“My child,” a voice whispered and it was her mother’s voice, Nellie’s own mother named Lydia, the mother who’d disappeared sixteen aching months ago, her voice deep with the echoes of what could not be understood. Then the hand withdrew, retreating into the long darkness. Lunging after it, Nellie knocked over the crate. The candle toppled, hissing out, and the gate to the mother-world disappeared, leaving a twelve-year-old girl collapsed in a gold-brocaded remembering dress beneath the sighs of a floating gauze curtain.
Chapter 2
N
ELLIE WOKED LATE
, to a dull pain that throbbed at the base of her brain. Shifting and muttering in her nest of dirty blankets, she hovered between sleeping and waking, letting her eyelids drift repeatedly open, then closed.
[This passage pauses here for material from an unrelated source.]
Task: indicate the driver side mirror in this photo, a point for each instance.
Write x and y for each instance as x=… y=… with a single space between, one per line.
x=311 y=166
Sometimes the morning sludge in her head was a gutter thick with mud, and there was no one to help pull her out of her dreams— no nagging mother knocking at a bedroom door, no bus driver waiting at a corner stop, no schoolteacher summoning up a 9:00 a.m. smile as her students walked into the room. The grimmest and most basic fact of Nellie’s life was the first to attack her every morning—if she decided to lie without moving until breath left her and her body rotted into the shack’s crumbling floor, no one would notice. Each day she came awake daydreaming about the pleasures of dying, of slipping gradually backward into the comforting world of the dead where she wouldn’t have to try anymore, could simply accept the way things had gone and let everything rest as it was. No more endlessly trying to make things come together again, trying to make sense of what could not be understood. And no more endlessly hungry belly, with the deeper emptiness that threatened beyond it.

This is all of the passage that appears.